Seth: I think it depends on the organization. I think this is a really good question. It depends on who is responsible for managing the key management service. If it’s a security team and the developers just know that there’s an API that they call to do encryption for them, the security team is likely rotating those keys frequently. They may be rotating them every 30 days or even every two weeks. To developers, every key management API is like encrypt this piece of data, and it automatically uses the most recent key. If the developers are controlling those keys on the other hand, especially if they’re not super security conscious, it might not be as regular. There might be like a geo-ticker that’s in the backlog somewhere that’s like, “Go rotate that key.”

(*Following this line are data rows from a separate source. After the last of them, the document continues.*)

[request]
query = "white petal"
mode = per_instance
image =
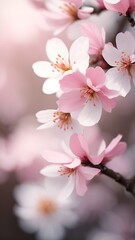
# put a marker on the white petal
(91, 113)
(51, 85)
(79, 57)
(68, 189)
(44, 69)
(119, 81)
(55, 47)
(125, 42)
(51, 170)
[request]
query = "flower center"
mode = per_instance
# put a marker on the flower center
(64, 120)
(88, 93)
(66, 171)
(46, 206)
(70, 9)
(60, 65)
(124, 63)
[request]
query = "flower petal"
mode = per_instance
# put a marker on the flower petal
(51, 170)
(56, 47)
(119, 81)
(44, 69)
(56, 157)
(91, 113)
(51, 85)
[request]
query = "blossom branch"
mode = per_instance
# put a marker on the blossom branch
(127, 183)
(130, 19)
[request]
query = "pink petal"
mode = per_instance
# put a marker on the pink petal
(79, 57)
(51, 170)
(91, 113)
(108, 104)
(81, 187)
(125, 42)
(111, 54)
(96, 75)
(51, 85)
(44, 69)
(78, 145)
(70, 101)
(89, 172)
(119, 81)
(76, 162)
(55, 47)
(56, 157)
(73, 81)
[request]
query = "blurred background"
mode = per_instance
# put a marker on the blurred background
(106, 211)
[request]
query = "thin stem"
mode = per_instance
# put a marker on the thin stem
(129, 184)
(130, 19)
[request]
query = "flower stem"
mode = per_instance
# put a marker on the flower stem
(129, 184)
(130, 19)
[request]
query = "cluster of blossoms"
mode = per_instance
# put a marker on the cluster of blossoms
(87, 79)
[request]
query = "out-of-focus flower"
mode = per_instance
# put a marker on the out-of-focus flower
(121, 6)
(44, 209)
(85, 96)
(96, 37)
(62, 61)
(122, 60)
(61, 14)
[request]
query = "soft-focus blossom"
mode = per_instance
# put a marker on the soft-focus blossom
(86, 95)
(71, 166)
(62, 61)
(54, 118)
(96, 37)
(44, 210)
(61, 14)
(121, 6)
(122, 60)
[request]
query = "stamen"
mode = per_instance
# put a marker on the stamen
(60, 65)
(124, 63)
(66, 171)
(70, 9)
(46, 206)
(88, 93)
(64, 120)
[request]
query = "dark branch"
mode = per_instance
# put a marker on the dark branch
(130, 19)
(129, 184)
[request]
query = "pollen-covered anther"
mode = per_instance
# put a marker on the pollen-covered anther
(64, 120)
(70, 9)
(88, 93)
(124, 63)
(46, 206)
(66, 171)
(60, 64)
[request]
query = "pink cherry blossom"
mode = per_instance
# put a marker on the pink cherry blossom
(61, 14)
(122, 60)
(96, 37)
(85, 96)
(70, 167)
(114, 149)
(121, 6)
(62, 61)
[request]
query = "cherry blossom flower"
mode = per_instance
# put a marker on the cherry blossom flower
(114, 149)
(81, 149)
(122, 60)
(96, 37)
(62, 62)
(61, 14)
(44, 210)
(121, 6)
(85, 96)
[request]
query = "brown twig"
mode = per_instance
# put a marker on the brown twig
(129, 184)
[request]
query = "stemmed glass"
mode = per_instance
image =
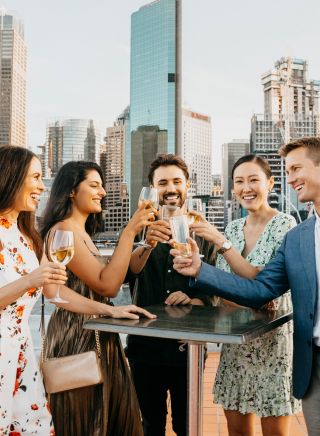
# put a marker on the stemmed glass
(61, 251)
(149, 197)
(180, 234)
(168, 211)
(194, 205)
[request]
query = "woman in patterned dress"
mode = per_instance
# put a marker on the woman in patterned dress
(254, 378)
(112, 407)
(23, 406)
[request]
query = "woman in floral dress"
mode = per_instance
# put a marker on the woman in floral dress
(254, 378)
(23, 406)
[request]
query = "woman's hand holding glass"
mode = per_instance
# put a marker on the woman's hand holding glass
(195, 211)
(149, 197)
(46, 274)
(142, 218)
(187, 266)
(180, 235)
(61, 251)
(130, 312)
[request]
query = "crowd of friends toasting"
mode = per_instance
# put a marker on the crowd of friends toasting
(170, 254)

This is why like specifically on Google, we actually have automated rotation for our keys, so you can set up basically – I like to consider it like a crown job that sits within KMS that’s like, “Rotate this key every 90 days,” and it will just automatically rotate it. Then that brings up the other side of it, which is you have all this old data that’s encrypted with kind of an older version of the key. How do you upgrade it? This is where the other side of security that we don’t do a lot of talking about comes in, which is auditing and logging and reporting on that data.
Even with all of the protections we put in place in the talk that I’m giving, there’s still a security vector, right? There’s still a threat model, or an attacker could gain access for a very short period of time, and the only way that we can really deal with that moving forward is to detect it and respond to it appropriately. That’s where auditing and logging and more recently, anomaly detection is coming in, which is, especially if you work in a larger company that has a lot of data, feeding that into a system that analyzes when the secrets are being accessed, from which applications and services they’re being accessed.
Whenever something doesn’t look right, firing an alert and saying, “Hey! This doesn’t feel appropriate. Someone should take a look at this.” The same way that a big spike in memory usage might flag someone on the site reliability engineering team, we do the same for the security team.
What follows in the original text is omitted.